Blogs I’d like to write, but haven’t yet written.

The more I write, the more I want to write – mostly before there is always more I want to share. This is certainly the case when it comes to Our Young Addicts. There is so much to talk about and so many topics that parents, young people in recovery, and addiction/treatment professionals want to read about.

As the back-to-school season moves forward, I have less and less time to write. Fall is always a busy time for my business (unrelated to Our Young Addicts, although I do have a few clients in the addiction space). In addition, I am an adjunct professor at a local university, so I’m in the classroom two nights a week plus grading my students’ papers. And, as every parent knows, the school year brings extra commitments – getting up earlier to get my 15-year-old off to school, encouraging good homework habits, carpooling to sports practice, and more.

My day is the same as yours. Twenty four hours. No more. No less.

Yet, I still want to give Our Young Addicts just as much energy, passion and content as the summer months. Some of that I put in play with our #SoberSchoolYear campaign with Tweets and Facebook posts running daily to offer tips and insights.

As well, I owe you all a good update on #SoberSon and his continued success with recovery as well as an honest account of some of the struggles that run parallel on this path. These real-time observations prove valuable no matter where your kid (of any age) may be on the spectrum of experimentation, use, addiction, treatment, relapse, and recovery.

On my list.

For now though, I’m just going to share a whole bunch of topics that I’d like to write about at some point. Let me know what you think. Tell me which ones are of greatest interest. I remain committed to one post per week about our family’s journey; one guest post per week from a parent, young person in recovery, or addiction professional; and one #TBT column – because there is so much wisdom in the early days of my son’s addiction and its impact on the family.
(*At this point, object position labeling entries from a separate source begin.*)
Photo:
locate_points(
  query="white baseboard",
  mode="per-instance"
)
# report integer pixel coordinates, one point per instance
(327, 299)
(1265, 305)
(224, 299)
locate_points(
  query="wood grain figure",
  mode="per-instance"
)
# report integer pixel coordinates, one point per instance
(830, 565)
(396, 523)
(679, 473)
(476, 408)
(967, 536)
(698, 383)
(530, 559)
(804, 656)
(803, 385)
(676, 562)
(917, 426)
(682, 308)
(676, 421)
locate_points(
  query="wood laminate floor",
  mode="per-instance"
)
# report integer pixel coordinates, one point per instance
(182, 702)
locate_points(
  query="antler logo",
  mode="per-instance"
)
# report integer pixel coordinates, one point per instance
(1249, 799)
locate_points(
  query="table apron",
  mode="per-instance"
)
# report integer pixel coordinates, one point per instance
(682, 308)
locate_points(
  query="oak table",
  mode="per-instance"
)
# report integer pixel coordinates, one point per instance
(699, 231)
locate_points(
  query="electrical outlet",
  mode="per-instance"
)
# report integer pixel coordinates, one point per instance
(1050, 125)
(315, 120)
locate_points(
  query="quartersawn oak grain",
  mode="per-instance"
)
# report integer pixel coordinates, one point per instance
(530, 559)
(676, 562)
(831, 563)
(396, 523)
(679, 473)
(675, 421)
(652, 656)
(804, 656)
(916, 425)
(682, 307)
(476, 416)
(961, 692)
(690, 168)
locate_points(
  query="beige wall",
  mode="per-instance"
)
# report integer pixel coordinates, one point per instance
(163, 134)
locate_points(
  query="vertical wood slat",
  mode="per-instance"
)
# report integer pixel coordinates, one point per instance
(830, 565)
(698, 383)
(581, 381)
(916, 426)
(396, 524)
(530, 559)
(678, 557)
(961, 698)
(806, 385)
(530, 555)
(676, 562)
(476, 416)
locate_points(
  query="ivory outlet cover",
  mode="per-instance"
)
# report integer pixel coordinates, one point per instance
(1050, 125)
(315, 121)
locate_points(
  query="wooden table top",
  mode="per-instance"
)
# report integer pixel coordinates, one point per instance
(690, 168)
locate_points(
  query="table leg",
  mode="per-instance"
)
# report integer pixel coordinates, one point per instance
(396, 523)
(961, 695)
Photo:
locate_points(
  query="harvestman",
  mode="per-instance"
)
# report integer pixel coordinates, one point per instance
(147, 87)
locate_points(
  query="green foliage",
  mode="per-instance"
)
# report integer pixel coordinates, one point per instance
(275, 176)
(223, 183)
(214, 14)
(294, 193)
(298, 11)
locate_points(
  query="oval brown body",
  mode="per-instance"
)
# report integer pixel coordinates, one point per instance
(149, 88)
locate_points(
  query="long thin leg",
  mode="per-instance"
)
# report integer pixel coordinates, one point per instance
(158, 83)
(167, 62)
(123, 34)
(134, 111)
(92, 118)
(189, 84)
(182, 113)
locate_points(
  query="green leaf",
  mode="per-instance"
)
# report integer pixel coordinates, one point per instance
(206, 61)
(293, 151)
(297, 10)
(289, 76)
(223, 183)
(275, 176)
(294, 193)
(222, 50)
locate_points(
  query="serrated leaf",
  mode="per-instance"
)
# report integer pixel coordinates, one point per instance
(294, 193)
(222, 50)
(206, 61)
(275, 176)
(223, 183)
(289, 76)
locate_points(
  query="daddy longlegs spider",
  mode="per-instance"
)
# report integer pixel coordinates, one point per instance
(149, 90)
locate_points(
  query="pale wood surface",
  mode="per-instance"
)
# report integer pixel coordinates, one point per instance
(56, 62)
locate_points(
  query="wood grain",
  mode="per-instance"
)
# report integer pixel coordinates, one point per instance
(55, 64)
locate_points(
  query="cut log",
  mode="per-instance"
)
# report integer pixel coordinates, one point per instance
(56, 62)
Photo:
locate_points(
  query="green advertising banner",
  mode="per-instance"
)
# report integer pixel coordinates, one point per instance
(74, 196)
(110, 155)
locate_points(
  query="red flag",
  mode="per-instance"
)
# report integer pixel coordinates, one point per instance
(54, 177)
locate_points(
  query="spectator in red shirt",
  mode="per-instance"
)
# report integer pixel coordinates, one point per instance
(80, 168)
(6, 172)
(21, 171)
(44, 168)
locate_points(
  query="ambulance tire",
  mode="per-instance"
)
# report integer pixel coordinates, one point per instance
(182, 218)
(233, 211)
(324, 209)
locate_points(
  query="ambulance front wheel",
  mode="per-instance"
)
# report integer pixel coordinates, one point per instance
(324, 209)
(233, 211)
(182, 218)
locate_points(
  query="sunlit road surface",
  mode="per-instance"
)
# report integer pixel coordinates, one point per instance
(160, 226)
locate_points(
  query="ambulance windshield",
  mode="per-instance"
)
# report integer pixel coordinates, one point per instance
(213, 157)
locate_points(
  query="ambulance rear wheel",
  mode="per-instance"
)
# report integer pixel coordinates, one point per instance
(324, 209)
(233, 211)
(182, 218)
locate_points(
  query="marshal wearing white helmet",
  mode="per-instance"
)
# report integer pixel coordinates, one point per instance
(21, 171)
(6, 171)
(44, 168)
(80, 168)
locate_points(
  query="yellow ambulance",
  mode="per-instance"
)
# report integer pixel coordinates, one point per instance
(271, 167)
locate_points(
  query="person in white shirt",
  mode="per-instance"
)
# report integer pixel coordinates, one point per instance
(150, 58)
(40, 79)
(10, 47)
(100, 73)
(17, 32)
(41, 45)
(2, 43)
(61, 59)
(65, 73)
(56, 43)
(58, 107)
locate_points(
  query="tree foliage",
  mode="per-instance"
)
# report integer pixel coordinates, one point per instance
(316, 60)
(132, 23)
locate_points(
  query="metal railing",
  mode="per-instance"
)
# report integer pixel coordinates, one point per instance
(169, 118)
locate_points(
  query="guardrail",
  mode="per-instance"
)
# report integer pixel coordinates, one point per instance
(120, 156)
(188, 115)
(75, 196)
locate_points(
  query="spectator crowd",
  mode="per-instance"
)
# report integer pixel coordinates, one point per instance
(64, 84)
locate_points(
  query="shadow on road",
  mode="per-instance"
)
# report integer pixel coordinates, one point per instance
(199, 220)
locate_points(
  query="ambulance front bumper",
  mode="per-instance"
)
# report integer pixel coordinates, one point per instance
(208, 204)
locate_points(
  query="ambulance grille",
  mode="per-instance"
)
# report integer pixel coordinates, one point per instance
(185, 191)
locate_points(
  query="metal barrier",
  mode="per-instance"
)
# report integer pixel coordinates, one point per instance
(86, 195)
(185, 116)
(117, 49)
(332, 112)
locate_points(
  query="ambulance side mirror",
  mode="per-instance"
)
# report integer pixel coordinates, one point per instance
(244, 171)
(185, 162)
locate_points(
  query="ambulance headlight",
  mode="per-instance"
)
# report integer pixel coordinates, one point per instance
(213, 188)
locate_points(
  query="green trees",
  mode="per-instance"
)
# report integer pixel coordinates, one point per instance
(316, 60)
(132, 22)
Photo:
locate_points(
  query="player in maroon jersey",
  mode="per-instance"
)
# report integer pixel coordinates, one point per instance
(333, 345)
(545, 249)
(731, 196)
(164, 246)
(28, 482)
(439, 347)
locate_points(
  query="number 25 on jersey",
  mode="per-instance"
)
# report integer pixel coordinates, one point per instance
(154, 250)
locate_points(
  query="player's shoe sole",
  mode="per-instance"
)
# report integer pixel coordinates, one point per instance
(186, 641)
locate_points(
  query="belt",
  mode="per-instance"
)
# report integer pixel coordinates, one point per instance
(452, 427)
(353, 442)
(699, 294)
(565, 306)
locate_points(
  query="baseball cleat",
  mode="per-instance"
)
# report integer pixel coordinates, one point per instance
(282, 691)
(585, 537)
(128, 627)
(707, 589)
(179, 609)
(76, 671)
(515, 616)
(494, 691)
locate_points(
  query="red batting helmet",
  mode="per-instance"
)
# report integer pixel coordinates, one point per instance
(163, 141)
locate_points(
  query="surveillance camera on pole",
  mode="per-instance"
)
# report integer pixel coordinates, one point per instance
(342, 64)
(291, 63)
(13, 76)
Here are “just a few” of the future blog posts that I may just write one day:

  • Even with “all the right things,” you kid may use … and may become an addict
    • Coming to terms with we didn’t cause this, can’t change this, can’t control this, can’t cure this … yet were supposed to do these “influential things” that still might not work, reconciling all this.
  • MWM’s “AA” is Appropriately Anonymous
  • The freedom of a fence
  • A short leash … advice to the tennis coach … oops
  • Check it out – act now
  • Check it out – testing
  • Create and orchestrate a community team
  • Be open to possibilities
  • Less rigid, 180 degrees
  • #NotMyKid – the most dangerous mindset
  • Still Curious – So much we still don’t know, might never know
  • The day I cleaned my son’s room
  • Then & Now
  • 24/7/365 – it’s the same allotment, every day, for all of us
  • Role Models – inspire others due to our vulnerable honesty, and this inspires others to keep on keeping on … Experience
  • My goal was to have no goal – when the mind was quieting down, the answers came to me … in part it inspired the writing and the formation of Our Young Addicts, find solutions in a place of peace
  • Beyond Been There And Done That – Here Now and Doing This – Real-time Experience
  • Takeaways for Parents:
    • Trust your Mom Radar
      • Check it out
      • Don’t be naïve
    • Create a team, a community
      • Variety of perspectives and experiences
      • It’s going to be a bit of a haul, need support from those who have been there and done that, and from those here and doing this
    • Share the conversation, which creates hope and hope becomes belief – experience, resources, hope
    • Quiet the mind and be open to the possibilities
    • The positive outcomes of this horrific journey in addition to son’s sobriety and recovery, are the relationships, the personal growth, the clarity of purpose… there is a gift in the journey of addiction
  • Dual diagnosis – are there different rules for support? For action? For expectations?
  • Don’t be rigid – recovery perceptions
  • Just as we had perceptions of addiction, we had perceptions of recovery
  • Trust each other
  • It’s OK for Mama to have some wine, if she doesn’t have a substance use condition
  • Diet Coke – addiction, it’s real

In one of my many English courses, I remember someone attributing this quote to Ernest Hemmingway, “I don’t like to write, I like having written.” This says a lot about the discipline of writing and the compulsion to edit. For this and many other reasons, I have never thought that I should edit content for Our Young Addicts – that it should come from the heart and brain to the page, just as it is.

There you have it, just as it is!

Thanks for reading and for your continued support and participation as part of the #OYACommunity.